On Wednesday I sat next to the new Director of the World Food Programme in Zimbabwe. He told me that from January to March 2009, Zimbabwe had the largest food aid programme in the world. In fact, over those three months – the hunger months in our country, the international community, without fanfare or publicity, fed an astonishing 7.1 million people. Nobody was more responsible for this amazing feat than the two men you now slander at the end of their tenure.
Both Ambassadors have overseen a doubling of official development assistance and humanitarian aid to Zimbabwe during their terms of office. Only this week I was informed that Britain will double its aid again this year and I am informed that the US has agreed to a massive increase in assistance to help get our small scale farmers producing food for themselves next summer.
Last year Zimbabwe received the equivalent of 15 per cent of our Gross Domestic Product in aid; this is among the highest ratios of official development assistance and humanitarian aid in the world.
Nobody, nobody was more responsible for this than the two Ambassadors who worked tirelessly to persuade a sceptical watching world that we were worth the effort. I would like to take you (the Editor) to any part of Zimbabwe and introduce you to hundreds of people who would tell you that they owe their lives to the aid agencies. Then I would take you to the offices of the agencies doing this amazing work and we would ask them who was funding them.
In half these cases you would be told it is American Aid. Between Britain and the USA they provide over two thirds of all aid reaching this country..
I would like to take you to a clinic in my constituency where I would show you a clinic, which 6 months ago was derelict and overgrown, with few staff on duty and no drugs. Now you would find it spotless – cleaned by staff who are suddenly able to come to work. You would see lines of people receiving health services, much of it free. Ask them what has made the difference and they will tell you it is the allowances they are receiving from an organisation funded by DIFID – the aid arm of the British Government. The Ambassador is personally responsible for this initiative where they are trying to help us retain staff in the medical field. I spoke to the CEO of the Bank that handles these payments and they did not even know that the millions of dollars they were handling came mainly from the UK.

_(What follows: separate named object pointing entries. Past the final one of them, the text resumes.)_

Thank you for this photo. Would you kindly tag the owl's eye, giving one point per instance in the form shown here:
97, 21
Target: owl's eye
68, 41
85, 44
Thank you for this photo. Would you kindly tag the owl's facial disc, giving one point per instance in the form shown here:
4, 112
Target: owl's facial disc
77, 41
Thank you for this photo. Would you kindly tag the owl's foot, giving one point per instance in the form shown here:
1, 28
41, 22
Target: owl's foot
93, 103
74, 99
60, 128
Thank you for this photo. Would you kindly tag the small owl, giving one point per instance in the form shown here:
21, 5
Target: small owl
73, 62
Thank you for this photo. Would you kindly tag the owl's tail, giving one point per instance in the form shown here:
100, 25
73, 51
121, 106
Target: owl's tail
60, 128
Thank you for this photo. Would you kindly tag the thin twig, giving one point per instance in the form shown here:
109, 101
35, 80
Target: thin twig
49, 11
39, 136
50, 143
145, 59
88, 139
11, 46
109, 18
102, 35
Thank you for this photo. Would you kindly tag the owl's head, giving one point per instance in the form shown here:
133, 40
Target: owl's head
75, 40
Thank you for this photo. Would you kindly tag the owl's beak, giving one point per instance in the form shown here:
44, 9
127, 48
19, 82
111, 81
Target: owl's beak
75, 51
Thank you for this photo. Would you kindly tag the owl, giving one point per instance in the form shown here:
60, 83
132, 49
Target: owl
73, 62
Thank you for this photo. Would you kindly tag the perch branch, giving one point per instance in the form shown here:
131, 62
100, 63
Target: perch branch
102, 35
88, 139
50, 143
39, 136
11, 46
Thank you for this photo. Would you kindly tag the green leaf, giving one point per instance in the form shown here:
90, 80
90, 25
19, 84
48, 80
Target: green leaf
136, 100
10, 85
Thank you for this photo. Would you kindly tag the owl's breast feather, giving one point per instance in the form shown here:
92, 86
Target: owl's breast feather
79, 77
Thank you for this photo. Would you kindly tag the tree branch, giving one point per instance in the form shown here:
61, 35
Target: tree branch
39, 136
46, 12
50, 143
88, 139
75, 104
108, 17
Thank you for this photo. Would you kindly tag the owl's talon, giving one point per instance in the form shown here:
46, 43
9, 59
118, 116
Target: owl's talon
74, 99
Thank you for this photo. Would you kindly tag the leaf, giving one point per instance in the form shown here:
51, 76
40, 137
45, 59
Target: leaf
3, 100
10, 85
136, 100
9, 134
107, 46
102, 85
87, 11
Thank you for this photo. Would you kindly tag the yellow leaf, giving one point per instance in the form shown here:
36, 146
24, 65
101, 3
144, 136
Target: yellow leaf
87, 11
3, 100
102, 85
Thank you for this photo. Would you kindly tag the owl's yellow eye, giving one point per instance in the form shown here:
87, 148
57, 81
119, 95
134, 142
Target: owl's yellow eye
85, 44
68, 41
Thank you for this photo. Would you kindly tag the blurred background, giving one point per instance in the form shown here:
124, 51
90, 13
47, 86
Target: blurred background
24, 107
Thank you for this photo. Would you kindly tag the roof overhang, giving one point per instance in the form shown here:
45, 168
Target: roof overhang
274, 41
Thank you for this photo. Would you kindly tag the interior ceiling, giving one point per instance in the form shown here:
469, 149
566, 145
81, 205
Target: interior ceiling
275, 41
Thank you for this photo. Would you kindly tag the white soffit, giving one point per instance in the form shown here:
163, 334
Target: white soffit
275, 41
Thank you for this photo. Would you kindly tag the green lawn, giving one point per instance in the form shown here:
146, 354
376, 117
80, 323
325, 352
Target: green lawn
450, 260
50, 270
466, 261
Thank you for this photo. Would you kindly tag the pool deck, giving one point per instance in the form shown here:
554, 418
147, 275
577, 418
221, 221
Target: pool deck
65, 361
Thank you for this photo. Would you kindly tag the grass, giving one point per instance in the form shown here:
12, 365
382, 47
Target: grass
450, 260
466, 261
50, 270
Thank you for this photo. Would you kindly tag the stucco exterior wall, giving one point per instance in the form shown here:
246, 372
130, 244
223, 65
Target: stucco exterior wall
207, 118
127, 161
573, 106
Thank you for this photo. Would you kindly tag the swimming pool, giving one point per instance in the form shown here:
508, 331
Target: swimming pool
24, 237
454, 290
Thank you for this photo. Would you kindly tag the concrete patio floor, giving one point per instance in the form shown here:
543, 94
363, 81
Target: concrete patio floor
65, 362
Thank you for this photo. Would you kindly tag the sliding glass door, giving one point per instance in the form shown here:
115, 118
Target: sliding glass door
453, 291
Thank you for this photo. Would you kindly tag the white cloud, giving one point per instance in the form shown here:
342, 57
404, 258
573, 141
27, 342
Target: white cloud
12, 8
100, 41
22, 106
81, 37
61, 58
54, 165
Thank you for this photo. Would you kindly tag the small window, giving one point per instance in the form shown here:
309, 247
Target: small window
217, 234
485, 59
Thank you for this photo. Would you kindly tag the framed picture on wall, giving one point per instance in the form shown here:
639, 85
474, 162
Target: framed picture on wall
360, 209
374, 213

By slandering and abusing these men you are failing in your duty as Editor of the largest daily in Zimbabwe to tell the truth and to work for the people who pay your salary. But more than that, you fail to recognize their unsung efforts for our country and our people. You make it more difficult for the dedicated men and women who work for these diplomatic missions and who are trying to do their best to support us as a nation.
You must know that key decision makers in many capitals will have read this piece of writing in your newspaper. It will have been read by Susan Rice at the United Nations, by the new Under Secretary of State for Africa – himself a former Ambassador to Harare and a black American like James McGee. It makes Tendai Biti’s job in Washington this week that much more difficult. It makes Elton Mangoma’s task in Holland less achievable this weekend.
Donors from foreign lands are today spending US$3 million a DAY in Zimbabwe.
In January, the total tax receipts of the Zimbabwe government were US$4 million. In 2009 foreign donors, led by dedicated Ambassadors like Jim McGee and Andrew Pocock, will match every dollar we pay in tax with a dollar raised from taxpayers in their own counties. Your actions in writing what you did last Wednesday put all of that in jeopardy. If I had been the Prime Minister on Wednesday morning, I would have called your Chairman and asked for your head. You owe your liberty to the fact that the Prime Minister is trying to make this thing work but believe me you are on borrowed time.